52. Donc, tous les transporteurs sont intégralement assujettis à toutes
les dispositions réglementaires américaines en matière de sécurité. Ils
doivent aussi avoir contracté au moins une assurance au voyage, dont leurs
camionneurs sont tenus de disposer d’une attestation à bord, et être
représentés par un mandataire inscrit aux États-Unis.44
53. Il ressort des mémoires des États-Unis aussi bien que du Mexique que
la grande majorité des camions mexicains qui entrent dans les zones
frontalières sont utilisés seulement pour des opérations de factage. Le
terme « factage », dans le présent rapport, s’entend du cas où un véhicule
tracteur mexicain tire une remorque du territoire mexicain à la zone
frontalière américaine et où cette remorque est alors attachée à un
tracteur américain, qui la tire jusqu’à la destination américaine finale
du chargement. Dans la présente espèce, les États-Unis soutiennent que la
plupart des remorques appartiennent à des personnes des États-Unis, mais
on observe aussi une activité considérable de transbordement entre
remorques appartenant à des transporteurs différents.45
54. Le Mexique et les États-Unis sont d’accord pour dire que les camions
mexicains utilisés pour le factage dans les zones commerciales sont en
général plutôt vieux. Cependant, le Mexique fait valoir que l’état
relativement peu satisfaisant des camions mexicains utilisés pour le
factage ne peut être considéré comme représentatif de l’état des grands
routiers mexicains.46
55. En 1999, 8 400 entreprises mexicaines détenaient un permis
d’exploitation en zone commerciale frontalière.47
56. La deuxième exception a pour objet les transporteurs mexicains qui
transitent par les États-Unis vers le Canada. Selon les dispositions du 49
U.S.C. §13501, la compétence du Department of Transportation se limite à
exiger un permis d’exploitation des transporteurs exerçant une activité
entre des États des États-Unis ou entre un État des États-Unis et
l’étranger. Le Congrès n’a pas conféré au Department of Transportation le
pouvoir d’obliger les camionneurs mexicains transitant par les États-Unis
vers le Canada à obtenir un permis d’exploitation.

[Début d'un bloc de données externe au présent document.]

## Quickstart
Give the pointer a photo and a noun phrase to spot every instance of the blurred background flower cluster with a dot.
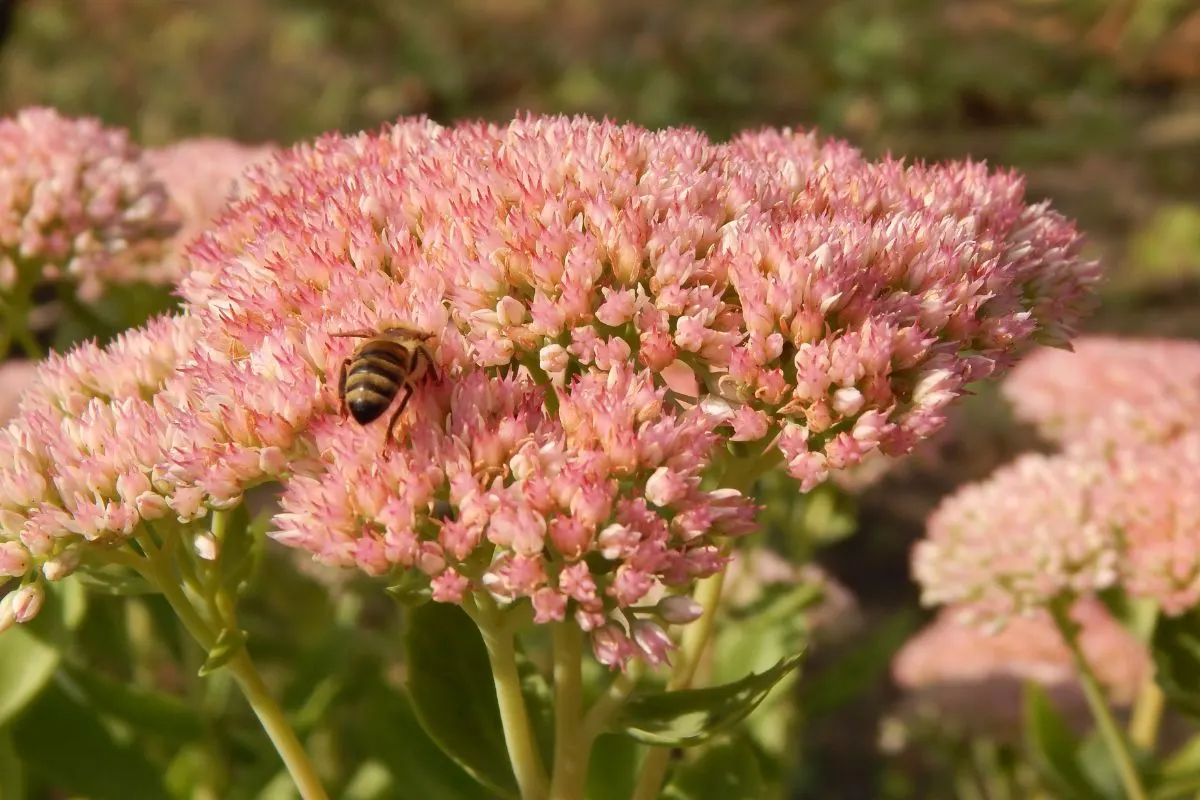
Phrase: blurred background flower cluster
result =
(1097, 102)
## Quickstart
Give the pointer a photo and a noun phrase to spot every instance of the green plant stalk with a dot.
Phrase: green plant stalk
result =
(571, 749)
(241, 667)
(1147, 709)
(1114, 738)
(741, 475)
(523, 753)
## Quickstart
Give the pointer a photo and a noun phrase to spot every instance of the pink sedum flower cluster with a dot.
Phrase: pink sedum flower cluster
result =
(585, 512)
(88, 451)
(1049, 528)
(1008, 546)
(78, 202)
(1110, 391)
(202, 176)
(819, 304)
(976, 679)
(825, 304)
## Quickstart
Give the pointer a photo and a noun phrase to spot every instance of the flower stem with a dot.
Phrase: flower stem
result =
(1114, 738)
(273, 719)
(276, 725)
(571, 747)
(499, 641)
(691, 650)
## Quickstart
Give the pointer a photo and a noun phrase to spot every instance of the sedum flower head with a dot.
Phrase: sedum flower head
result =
(976, 679)
(1110, 391)
(1036, 530)
(87, 449)
(822, 302)
(594, 512)
(78, 202)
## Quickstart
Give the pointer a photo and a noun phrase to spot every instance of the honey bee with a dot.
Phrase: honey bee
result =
(391, 361)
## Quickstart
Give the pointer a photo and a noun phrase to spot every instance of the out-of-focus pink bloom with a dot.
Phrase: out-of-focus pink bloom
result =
(202, 176)
(1110, 391)
(78, 202)
(1153, 503)
(553, 510)
(85, 453)
(829, 301)
(970, 678)
(1036, 530)
(15, 376)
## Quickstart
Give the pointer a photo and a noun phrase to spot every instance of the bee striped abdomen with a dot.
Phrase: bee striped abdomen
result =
(375, 377)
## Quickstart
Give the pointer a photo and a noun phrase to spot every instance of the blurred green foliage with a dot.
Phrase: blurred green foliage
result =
(1097, 102)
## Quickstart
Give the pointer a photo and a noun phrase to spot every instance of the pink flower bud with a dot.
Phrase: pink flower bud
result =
(678, 609)
(15, 560)
(664, 487)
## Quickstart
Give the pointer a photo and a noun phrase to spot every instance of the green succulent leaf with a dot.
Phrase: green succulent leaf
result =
(100, 765)
(229, 642)
(682, 719)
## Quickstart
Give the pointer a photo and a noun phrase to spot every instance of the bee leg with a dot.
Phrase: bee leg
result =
(395, 417)
(341, 385)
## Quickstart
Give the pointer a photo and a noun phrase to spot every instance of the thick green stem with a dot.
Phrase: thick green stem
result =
(1114, 738)
(523, 753)
(1147, 709)
(270, 715)
(571, 749)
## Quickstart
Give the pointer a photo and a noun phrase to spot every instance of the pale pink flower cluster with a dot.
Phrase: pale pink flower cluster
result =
(1033, 531)
(585, 512)
(976, 679)
(202, 176)
(79, 203)
(84, 453)
(827, 304)
(1110, 392)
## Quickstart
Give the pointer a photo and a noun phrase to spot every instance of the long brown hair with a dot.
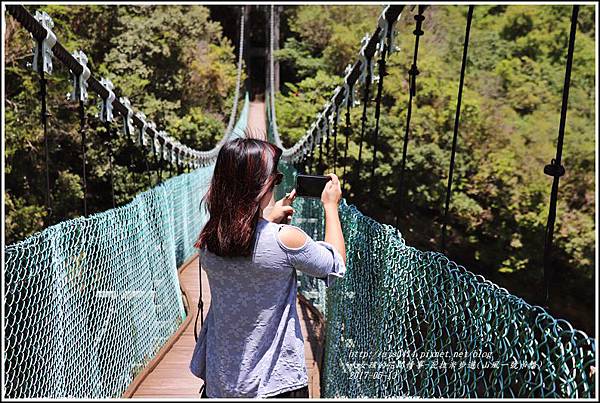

57. Les camions mexicains qui transitent par les États-Unis à destination
du Canada ne sont pas touchés par le moratoire. Par conséquent, les
camionneurs mexicains roulant à destination du Canada sont autorisés à
entrer aux États-Unis sans permis d’exploitation. Les seules prescriptions
auxquelles ils sont assujettis sont l’obligation de contracter une
assurance et celle de se conformer à la réglementation américaine en
matière de sécurité.48
58. Les États-Unis font observer que, selon un rapport sur les
transporteurs routiers domiciliés au Mexique établi en 1999 par l’Office
of Inspector General (Inspection générale), service relevant du DOT, une
seule entreprise mexicaine de camionnage transportait alors des
marchandises du Mexique au Canada via le territoire américain.49
59. Ne sont pas non plus touchées par le moratoire les entreprises
mexicaines de camionnage jouissant de droits acquis, c’est-à-dire
auxquelles on avait délivré un permis d’exploitation avant l’entrée en
vigueur du moratoire en 1982. Cinq transporteurs mexicains bénéficient de
cette exemption.50
60. L’ICC Termination Act de 1995 exempte de l’application du moratoire
les entreprises de camionnage domiciliées au Mexique qui appartiennent à
des personnes des États-Unis.51
61. Les transporteurs domiciliés au Mexique et appartenant à des personnes
des États-Unis sont au nombre approximatif de 160.52 Ou bien leur équipement
doit être fabriqué aux États-Unis, ou bien les droits de douane
applicables doivent avoir été payés s’il est importé. Ces transporteurs
sont soit des commissionnaires qui transportent des catégories de
marchandises déterminées, en général des denrées alimentaires ou des
matières premières, soit des entreprises qui transportent leurs propres
marchandises.53
62. Avant la promulgation du Motor Carrier Safety Improvement Act de 1999
(Loi sur l’amélioration de la sécurité des transports routiers), les
transporteurs mexicains pouvaient louer leur équipement et les services de
leurs conducteurs à des entreprises américaines de camionnage. On voulait
ainsi permettre aux transporteurs américains d’accroître leur parc
automobile sans avoir à immobiliser des capitaux dans de nouvelles
dépenses d’équipement.54 On s’est cependant rendu compte qu’« il était
possible d’invoquer cette disposition pour, essentiellement, vendre les
permis d’exploitation de transporteurs américains à des transporteurs
mexicains à des fins d’activité hors des zones commerciales frontalières
». L’article 219 du Motor Carrier Safety Improvement Act de 1999 a aboli
l’exception relative à la location.55
63. La publication de la circulaire présidentielle du 1er janvier 1994, à
la suite d’un accord de réciprocité conclu entre les États-Unis et le
Mexique concernant les fréteurs d’autocars et compagnies de cars de
tourisme, a marqué un changement relativement aux restrictions frappant
les transporteurs routiers mexicains. Cette circulaire autorisait l’ICC à
délivrer des permis d’exploitation aux transporteurs de voyageurs détenus
ou contrôlés par des personnes du Mexique pour les itinéraires
internationaux (Mexique-États-Unis), le transport entre des points des
États-Unis étant exclu. Cet avantage a été maintenu à l’annexe I de
l’ALÉNA, et les compagnies mexicaines de cars de tourisme restent
autorisées à offrir des services transfrontières aux États-Unis.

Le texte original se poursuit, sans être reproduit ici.